Chapter 1

Gale and Shapely asked, “Given a set of preferences among employers and applicants, can we assign applicants to employers so that for every employer E and every applicant A who is not scheduled to work for E, at least one of the following two things is the case?

If this holds, the outcome is stable - individual self-interest will prevent anything from changing. Interestingly, Gale and Shapely were not the first people to work on this algorithm. A decade earlier, there had been similar work dealing with matching residents to hospitals.

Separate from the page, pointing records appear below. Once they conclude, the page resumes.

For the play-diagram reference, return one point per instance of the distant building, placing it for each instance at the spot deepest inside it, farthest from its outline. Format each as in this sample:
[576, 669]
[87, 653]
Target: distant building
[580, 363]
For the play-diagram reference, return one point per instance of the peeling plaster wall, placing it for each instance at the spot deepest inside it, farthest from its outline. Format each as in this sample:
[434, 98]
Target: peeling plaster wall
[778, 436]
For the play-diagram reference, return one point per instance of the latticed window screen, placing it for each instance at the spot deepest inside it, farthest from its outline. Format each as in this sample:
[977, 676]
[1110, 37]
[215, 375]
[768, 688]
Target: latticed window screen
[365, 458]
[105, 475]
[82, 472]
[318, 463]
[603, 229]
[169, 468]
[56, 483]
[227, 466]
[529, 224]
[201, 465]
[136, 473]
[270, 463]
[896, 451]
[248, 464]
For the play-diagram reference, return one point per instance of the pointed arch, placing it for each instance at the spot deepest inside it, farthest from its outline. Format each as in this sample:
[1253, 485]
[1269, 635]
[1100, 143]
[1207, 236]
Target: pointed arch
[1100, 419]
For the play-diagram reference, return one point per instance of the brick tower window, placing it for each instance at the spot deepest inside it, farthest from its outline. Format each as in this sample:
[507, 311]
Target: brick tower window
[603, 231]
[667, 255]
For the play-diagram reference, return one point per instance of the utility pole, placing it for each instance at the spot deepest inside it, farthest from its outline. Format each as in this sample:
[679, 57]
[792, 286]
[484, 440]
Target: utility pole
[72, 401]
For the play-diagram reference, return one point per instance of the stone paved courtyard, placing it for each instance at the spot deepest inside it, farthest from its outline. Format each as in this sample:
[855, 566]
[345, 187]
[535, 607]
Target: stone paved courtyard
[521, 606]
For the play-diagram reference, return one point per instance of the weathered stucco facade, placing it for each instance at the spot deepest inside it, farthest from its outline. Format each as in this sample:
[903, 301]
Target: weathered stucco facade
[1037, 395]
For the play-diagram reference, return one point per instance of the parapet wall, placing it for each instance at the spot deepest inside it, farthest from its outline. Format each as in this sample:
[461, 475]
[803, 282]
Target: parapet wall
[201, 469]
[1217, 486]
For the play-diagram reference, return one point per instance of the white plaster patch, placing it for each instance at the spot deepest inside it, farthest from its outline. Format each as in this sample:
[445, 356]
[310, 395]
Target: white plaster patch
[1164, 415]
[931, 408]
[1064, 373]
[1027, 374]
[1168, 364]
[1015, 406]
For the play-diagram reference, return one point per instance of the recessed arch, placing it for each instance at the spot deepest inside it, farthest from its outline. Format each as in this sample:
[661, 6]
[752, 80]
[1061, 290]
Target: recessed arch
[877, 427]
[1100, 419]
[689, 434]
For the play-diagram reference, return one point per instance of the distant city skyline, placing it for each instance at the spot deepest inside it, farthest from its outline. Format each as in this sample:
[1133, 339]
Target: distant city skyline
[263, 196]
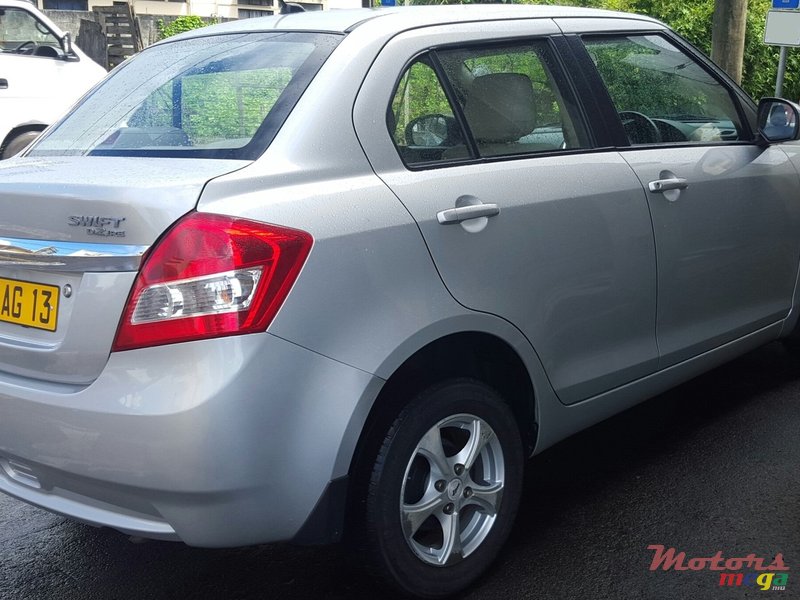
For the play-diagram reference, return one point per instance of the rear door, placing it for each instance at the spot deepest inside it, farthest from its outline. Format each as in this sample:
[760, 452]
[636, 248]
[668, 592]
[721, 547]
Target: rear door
[485, 145]
[724, 208]
[36, 84]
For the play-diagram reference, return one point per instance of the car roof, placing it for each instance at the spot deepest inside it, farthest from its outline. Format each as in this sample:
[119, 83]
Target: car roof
[406, 17]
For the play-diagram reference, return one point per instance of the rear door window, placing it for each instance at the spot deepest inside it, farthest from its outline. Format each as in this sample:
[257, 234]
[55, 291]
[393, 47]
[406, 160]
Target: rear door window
[513, 99]
[484, 102]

*There is a stable matching for every set of preference lists.

Formulating the Problem

To simplify the problem, we do things such as ignore the facts that companies are most likely looking for multiple applicants, that there are most likely more applicants than open jobs and that not every applicant will apply to every company. A simpler problem to face is: each of n applicants applies to each of n companies and every company will only accept one applicant. G&S then use a set of men and a set of women getting engaged as their example. A perfect matching set is a matching set with the property that each man and each woman appear in exactly one pair. Each man and each woman creates a preference list of the members of the opposite gender and these preference lists are used to ensure the matching set is stable. If a pair (m, w') does not belong to S, but both m and w' prefer the other to their current partner, the set is unstable.

Designing and Analyzing the Algorithm

Description of the algorithm:

   Initially all m ∈ M and w ∈ W are free
   While there is a man m who is free and hasn't proposed to every woman
        Choose such a man m
        Let w be the highest-ranked woman in m's preference list to whom m has not yet proposed
        If w is free then
             (m, w) become engaged
        Else w is currently engaged to m'
             If w prefers m' to m then
                  m remains free
             Else w prefers m to m;
                  (m, w) become engaged
                  m' becomes free
             Endif
        Endif
   Endwhile
   Return the set S of engaged pairs

From looking into the algorithm, we can prove the following things.

  1. w remains engaged from the point at which she receives her first proposal; and the sequence of partners to which she is engaged gets better and better (in terms of her preference list)
  2. The sequence of women to whom m proposes gets worse and worse (in terms of his preference list)
  3. The G-S algorithm terminates after at most n^2 iterations of the While loop.
    1. There are only n^2 possible pairs of men and women in total
  4. If m is free at some point in the execution of the algorithm, then there is a woman to whom he has not yet proposed.
  5. The set S returned at termination is a perfect matching.
  6. A set of pairs S returned at termination is a stable matching.

The algorithm shows a certain degree of “unfairness” where one side always ends up happier overall. If the men propose, then their preferences are more likely to be matched; the same goes if we change it so that the women propose.

All executions yield the same matching. First, we will say that a woman is a valid partner of a man if there is a stable matching that contains the pair (m,w). w is the best valid partner of m if w is a valid partner of m and no woman whom m ranks higher than w is a valid partner of his. We will use best(m) to denote this.

If we let S* denote the set of pairs {(m, best(m)) : m ∈ M}, we can prove that every execution of the G-S algorithm results in the set S*.

So, for men, the G-S algorithm is ideal (but not ideal for women!). We say that m is a valid partner for a woman w if there is a stable matching that contains the pair (m,w) and that m is the worst valid partner of w/ if m is a valid partner of w and no man whom w ranks lower than m is a valid partner of hers. So, we can then prove that in the stable matching S*, each woman is paired with her worst valid partner. I give this a 10 for level of interest. I think the Stable Matching Problem was very cool and also applicable to real-life situations, such as the residents in the hospitals or students looking for internships. There definitely is a very real need for stable matchings to occur. I also realized that an extension of this is most likely what is used by W&L's formal rush process. We've always been told there's a computer program developed by someone at MIT that is used to decide who goes back to what house each night. I can see how this algorithm would be extremely likely to be related because you take into account both the sororities' and the girls' preferences and see how they match with each other. Haley and I talked about this after class one day.